There are a lot of factors that can prevent you from getting a deep sleep. From the comfort of your mattress to solutions to mask disruptive sounds, we’ve compiled extensive guides to the best possible sleep hacks. If you’re still searching for the final piece of your sleep routine, some people may be able to sleep soundly with white or brown noise. Noisy neighbors, creaking floorboards, heavy winds, local wildlife, or nearby roads and railway lines can all be hugely disruptive to a good night’s sleep — and difficult to address, short of fully soundproofing your home. But playing gentle, relaxing sounds while you sleep can help to drown out other sounds that would otherwise wake you up throughout the night. White noise is a combination of all frequencies on the spectrum that humans can hear, which has a high-pitched, staticky sound. It’s the most well-known color noise and is a sound that doesn’t typically occur in nature.
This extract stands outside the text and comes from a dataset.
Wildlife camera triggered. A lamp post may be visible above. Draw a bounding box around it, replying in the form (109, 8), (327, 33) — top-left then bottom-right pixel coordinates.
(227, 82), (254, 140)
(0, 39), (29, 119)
Brown noise is a deep sound with more of a bass tone and less of a hiss than white noise. Brown noise plays low-frequency sounds and omits high-frequency sounds like white noise, making it smoother and more manageable for some individuals I use my Hatch sunrise alarm clock to play calming campfire sounds before bed. I’ve found it lulls me to sleep and keeps my mind from focusing on other nighttime noises. It ultimately depends on which sounds you find most relaxing and helpful for sleep. Be mindful of volume when listening to sounds to fall asleep. Not only can it wake you up and disrupt your sleep, but constantly listening to loud music can harm your hearing. Try to keep your white noise volume to 50 decibels or lower. Decide how you’d like to listen. Try using a pair of headphones meant for sleeping or even a sleep mask with built-in speakers. If you don’t sleep well with headphones or sleep masks, you can opt for a noise machine that goes on your nightstand instead. There are also a ton of relaxing YouTube videos with different colored noises and calming scenes that you can play on your TV — just be aware of potential burn-in issues if you have an OLED screen. Optimize your bedroom for sleep. Keep your lights off and temperature low to prevent other disruptions from harming your sleep. Light can delay your body’s melatonin production and keep you from being sleepy, while a room that’s too hot can make it too difficult to fall asleep.